When a new custom builder hits the scene, there’s no way of knowing if they’re a one hit wonder, or if they’ll be consistently good. And that’s especially true when bikes are just their hobby. But full-time firefighter and part-time wrench Chris Scholtka came out the gate swinging—and has been hitting home runs ever since.
Based in Cottbus, southeast of Berlin, Chris operates as a one-man-band under the moniker Motocrew. He’s quickly established a signature style: neo-retro cafe racers with a strong performance angle. And it’s a style that this 2013-model Ducati 848 Evo wears well.
Chris picked the donor bike up from a guy who was using it as a track bike, so it was in less than pristine condition. This was a personal build—his last few projects have been for friends, including a Kawasaki Z550 for his girlfriend. And since he sold his Kawasaki GPZ900R, he hasn’t been able to join her on rides.
“The basic idea,” Chris tells us, “was to bring the bike back into good shape, and make it look like a cafe racer with a lil’ touch of a modern, clean style.”
Step one was to perform a comprehensive service on the track-worn Ducati. Then Chris liberated it of its fairings and subframe, and started massaging it into shape.
Taking cues from one of his previous bikes, he welded up a stainless steel subframe with the sides extending all the way to the trellised section of the frame in front. Then he shaped up a seat pan, and had a friend upholster it with Alcantara. The arrangement flanks the stock tank nicely; echoing its lines, but with enough mechanical dissonance to give it an aggressive vibe.
Further forward is a pair of air intakes to tie the design together. Chris fabricated them from steel, then built a chunky belly pan lower down to conceal the electronics that were originally hiding behind the fairing. The OEM front fender’s still in play, but it’s been refinished in black.

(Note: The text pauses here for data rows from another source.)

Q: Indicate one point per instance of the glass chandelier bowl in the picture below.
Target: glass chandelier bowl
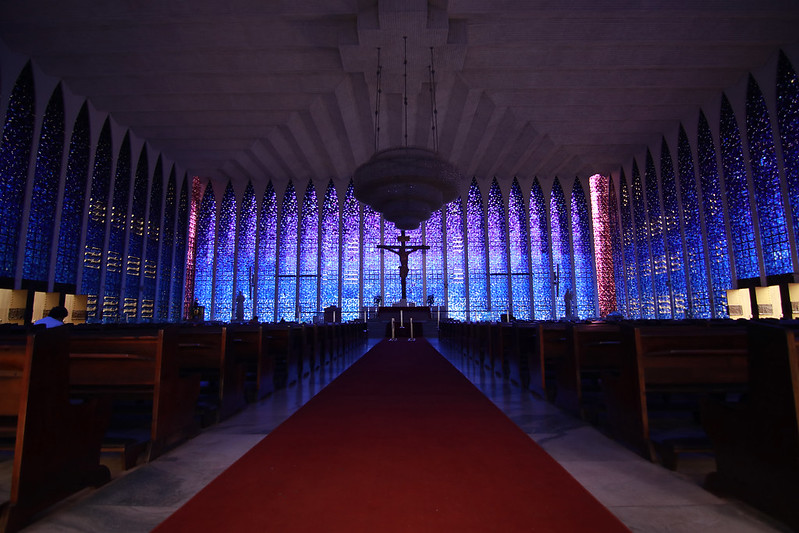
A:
(406, 184)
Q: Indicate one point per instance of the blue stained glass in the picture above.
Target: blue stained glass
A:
(204, 250)
(95, 229)
(476, 253)
(77, 174)
(351, 256)
(45, 190)
(674, 240)
(540, 262)
(660, 271)
(152, 239)
(116, 237)
(698, 303)
(287, 257)
(713, 205)
(617, 248)
(267, 255)
(766, 179)
(371, 256)
(329, 248)
(133, 265)
(15, 152)
(734, 166)
(309, 256)
(633, 309)
(642, 247)
(225, 257)
(788, 120)
(584, 291)
(245, 260)
(167, 249)
(561, 246)
(497, 249)
(519, 253)
(435, 271)
(456, 261)
(179, 268)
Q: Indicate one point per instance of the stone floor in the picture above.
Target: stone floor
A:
(645, 496)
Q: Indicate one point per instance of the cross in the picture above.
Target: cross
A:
(403, 251)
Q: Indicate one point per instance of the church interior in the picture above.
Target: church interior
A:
(589, 210)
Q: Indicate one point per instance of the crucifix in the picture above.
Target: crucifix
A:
(403, 251)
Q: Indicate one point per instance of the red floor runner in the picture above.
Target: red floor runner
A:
(400, 442)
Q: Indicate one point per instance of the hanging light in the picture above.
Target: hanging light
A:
(406, 184)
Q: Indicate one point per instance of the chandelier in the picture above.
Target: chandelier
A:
(406, 184)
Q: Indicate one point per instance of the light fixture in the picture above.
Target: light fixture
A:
(406, 184)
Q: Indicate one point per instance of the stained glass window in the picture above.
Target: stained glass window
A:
(766, 179)
(15, 151)
(713, 205)
(584, 293)
(152, 240)
(167, 249)
(287, 257)
(95, 230)
(116, 237)
(603, 253)
(788, 120)
(191, 242)
(41, 221)
(497, 249)
(456, 261)
(267, 255)
(350, 256)
(561, 247)
(435, 260)
(476, 252)
(204, 250)
(617, 248)
(660, 271)
(329, 249)
(245, 261)
(72, 205)
(644, 259)
(633, 310)
(225, 257)
(181, 252)
(737, 189)
(698, 304)
(309, 256)
(371, 256)
(519, 253)
(540, 263)
(133, 264)
(674, 240)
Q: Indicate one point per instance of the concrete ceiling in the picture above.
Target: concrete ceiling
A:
(259, 89)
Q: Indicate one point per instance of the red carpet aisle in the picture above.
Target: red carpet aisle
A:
(401, 442)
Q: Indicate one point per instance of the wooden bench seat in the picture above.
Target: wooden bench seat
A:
(56, 443)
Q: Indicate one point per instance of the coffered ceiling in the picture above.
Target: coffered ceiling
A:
(258, 90)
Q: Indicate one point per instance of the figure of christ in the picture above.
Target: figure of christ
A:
(403, 251)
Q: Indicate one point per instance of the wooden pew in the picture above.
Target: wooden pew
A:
(665, 363)
(591, 350)
(756, 441)
(549, 348)
(137, 365)
(56, 445)
(247, 345)
(203, 350)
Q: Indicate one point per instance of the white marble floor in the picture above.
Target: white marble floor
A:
(646, 497)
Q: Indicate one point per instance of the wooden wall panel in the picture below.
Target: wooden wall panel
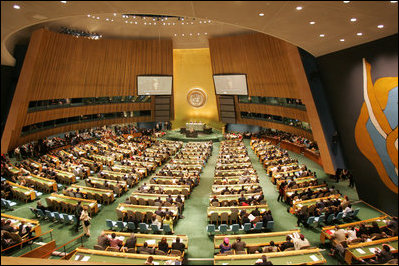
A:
(273, 110)
(99, 123)
(274, 69)
(62, 66)
(277, 126)
(263, 58)
(47, 115)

The 848 has all the bits to keep it street legal, but Chris worked hard to keep them subtle. There’s a round LED headlight up front, along with a pair of tiny LED turn signals. Further back are the stock clip-ons and controls, with a pair of Hookie Co.’s translucent ‘Frozen’ grips over Motocrew graphics.
The rear signals are LEDs that double up as taillights. They’re mounted to a custom-made license plate bracket, constructed from bent tubes and CNC-machined bits. And the way the whole part wraps around the Ducati’s single-sided rear wheel is uber-clean.
Chris is particularly proud of the exhaust—a two-into-one stainless steel system with 78 pie-cut sections. The muffler is one of the original two units that’s been cut and shut to shorten it, and remounted under the new seat. There’s a layer of heat-resistant aluminum tape under the tail, to keep things from getting too toasty.
The Ducati’s new paint code came from a unique source; it’s the matte silver you’ll find on the mirrors of certain Audi ‘S’ models. Everything up top wears it, while the lower half of the bike is predominantly black, accentuating this modern cafe racer’s poised stance.
As for performance mods… there aren’t any. The 848 Evo already makes 140 hp out the box, and has Showa forks, an Öhlins shock, Brembo brakes, and relatively light wheels.
Chris is planning to add a quick-shifter soon, but ultimately this is a budget build, since he’s also smack bang in the middle of building a new house.
The good news? The house will have a 45 square meter workshop in it with two bike lifts. And that means there’s a lot more Motocrew goodness to come.